September Nice To Meet You by Caragh Medlicott

Shortlisted for the third Lunate 500 competition

‘This microscopically observed flash made our teeth itch; it will do that, particularly if, like its stumbling narrator, you have more than a passing familarity with the Six Towns. Maybe your traditional working class upbringing played out not in the Potteries but in an equally grey and unfashionable Midlands town? It takes little to instil a lifelong sense of imposter syndrome when your peers… are not your peers at all. And never will be — living not in towns but counties. But it’s not just Caragh’s unsparing dissection of class privilege that earns her story a place on the shortlist, it’s the pinpoint inventiveness of her language: ‘flummox’ as a brand new verb; a roster of ‘but-you-can-call-me’ names; rising panic ‘conspicuous like woodsmoke.’ Wonderful writing. A sweat-inducing joy.’
Lunate editors

***

They guard class conversation like black oil Dobermans. The first seminar is a prospectus collage sticky with sun-softened glue resin.

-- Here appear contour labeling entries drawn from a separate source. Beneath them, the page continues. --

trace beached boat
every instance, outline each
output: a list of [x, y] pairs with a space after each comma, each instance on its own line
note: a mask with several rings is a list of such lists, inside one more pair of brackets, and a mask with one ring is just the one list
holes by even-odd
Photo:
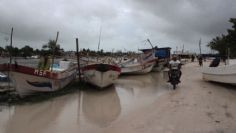
[[153, 67], [152, 71], [154, 72], [159, 72], [162, 71], [165, 67], [165, 65], [169, 62], [170, 60], [170, 47], [162, 47], [162, 48], [151, 48], [151, 49], [140, 49], [140, 51], [147, 53], [147, 52], [153, 52], [155, 55], [155, 58], [158, 58], [156, 60], [156, 64]]
[[82, 68], [84, 81], [99, 88], [112, 85], [120, 75], [121, 69], [116, 65], [96, 63]]
[[0, 72], [0, 81], [7, 81], [7, 75]]
[[154, 53], [141, 54], [138, 58], [119, 64], [121, 74], [146, 74], [152, 71], [158, 58]]
[[155, 61], [143, 64], [139, 62], [121, 64], [121, 74], [146, 74], [152, 71], [155, 64]]
[[203, 67], [202, 74], [206, 81], [236, 84], [236, 64]]
[[14, 87], [21, 97], [64, 88], [75, 79], [76, 69], [76, 65], [69, 61], [60, 61], [59, 67], [52, 71], [17, 64], [0, 65], [0, 71], [9, 71]]

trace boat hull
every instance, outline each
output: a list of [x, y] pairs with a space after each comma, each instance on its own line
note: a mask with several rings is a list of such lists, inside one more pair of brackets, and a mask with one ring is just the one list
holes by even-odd
[[48, 79], [45, 77], [11, 72], [10, 77], [14, 81], [14, 87], [17, 93], [21, 97], [24, 97], [37, 92], [53, 92], [62, 89], [75, 79], [76, 74], [71, 74], [63, 79]]
[[[3, 68], [3, 65], [1, 66]], [[12, 65], [10, 79], [20, 97], [37, 92], [53, 92], [64, 88], [76, 78], [76, 67], [62, 72], [38, 70]]]
[[120, 68], [109, 64], [87, 65], [82, 71], [84, 81], [99, 88], [112, 85], [120, 75]]
[[121, 74], [146, 74], [152, 71], [155, 62], [146, 64], [132, 64], [121, 67]]

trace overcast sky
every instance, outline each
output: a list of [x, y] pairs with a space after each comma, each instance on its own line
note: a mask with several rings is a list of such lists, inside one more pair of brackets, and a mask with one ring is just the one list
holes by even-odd
[[[235, 0], [0, 0], [0, 46], [14, 27], [13, 45], [41, 48], [56, 38], [65, 50], [105, 51], [158, 47], [198, 51], [213, 37], [225, 34], [236, 17]], [[204, 51], [209, 51], [203, 48]]]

I see seats peopled with swishy balayage ponytails and pastel-branded polo shirts. There’s a replication, some kind of family resemblance in the complexions coloured by high living (foods and sports I can’t name or imagine).

My mouth is dry like old toothpaste, my lips clamped and word-locked. I am, all at once, aware of my tongue housed in its jaw; baby hairs go damp on my forehead, nails bow to molars. The smiley seminar tutor – white-white eyes, pogo stick energy – wants us to go round and say our names, where we’re from, when we fell in love with literature. Clockwise, I’m last.

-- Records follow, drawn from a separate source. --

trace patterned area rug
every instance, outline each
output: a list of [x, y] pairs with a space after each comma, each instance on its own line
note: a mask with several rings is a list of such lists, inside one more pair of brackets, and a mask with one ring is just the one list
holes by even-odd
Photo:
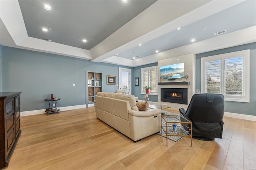
[[[162, 111], [162, 115], [170, 115], [170, 113], [168, 112], [166, 112], [165, 111]], [[179, 114], [177, 113], [172, 113], [172, 115], [176, 115], [176, 116], [179, 116]], [[179, 116], [174, 116], [172, 117], [167, 117], [165, 118], [168, 121], [170, 122], [178, 122], [180, 121], [180, 118]], [[171, 126], [172, 123], [168, 123], [168, 126]], [[161, 130], [162, 130], [162, 134], [161, 134], [161, 132], [159, 132], [157, 134], [160, 136], [162, 136], [163, 137], [164, 137], [166, 138], [166, 136], [165, 134], [165, 133], [164, 132], [164, 130], [166, 131], [166, 123], [165, 121], [163, 121], [162, 120], [162, 125], [163, 126], [163, 128], [164, 130], [161, 128]], [[186, 134], [186, 131], [184, 129], [183, 127], [182, 127], [181, 130], [180, 129], [180, 126], [177, 126], [177, 130], [176, 131], [174, 132], [173, 130], [173, 128], [172, 127], [169, 127], [167, 128], [167, 131], [168, 134]], [[169, 139], [170, 139], [172, 140], [173, 140], [174, 142], [178, 142], [180, 140], [180, 139], [182, 139], [184, 136], [168, 136], [168, 138]]]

Everyone has ‘but-you-can-call-me’ names – Roberts who are Bobs, Charlottes who are Lotties, Griffins who are Finns. Their homes are contained villages, neat and surreal like collectable doll houses, so they just say the county, oh Berkshire, rolling off the tongue in a thick lacquered hum.

The literature epiphanies are worse: Lear at the RSC, reading Menelaus and Paris’s duel in classics class, brought along one truant school day to mum’s meeting with her agent. I burn, conspicuous like woodsmoke, dread beating through me in a cardiovascular rattle. My mind scrambles for a befitting fabrication, turns out drawers, squirms under the tide of introductions waving closer.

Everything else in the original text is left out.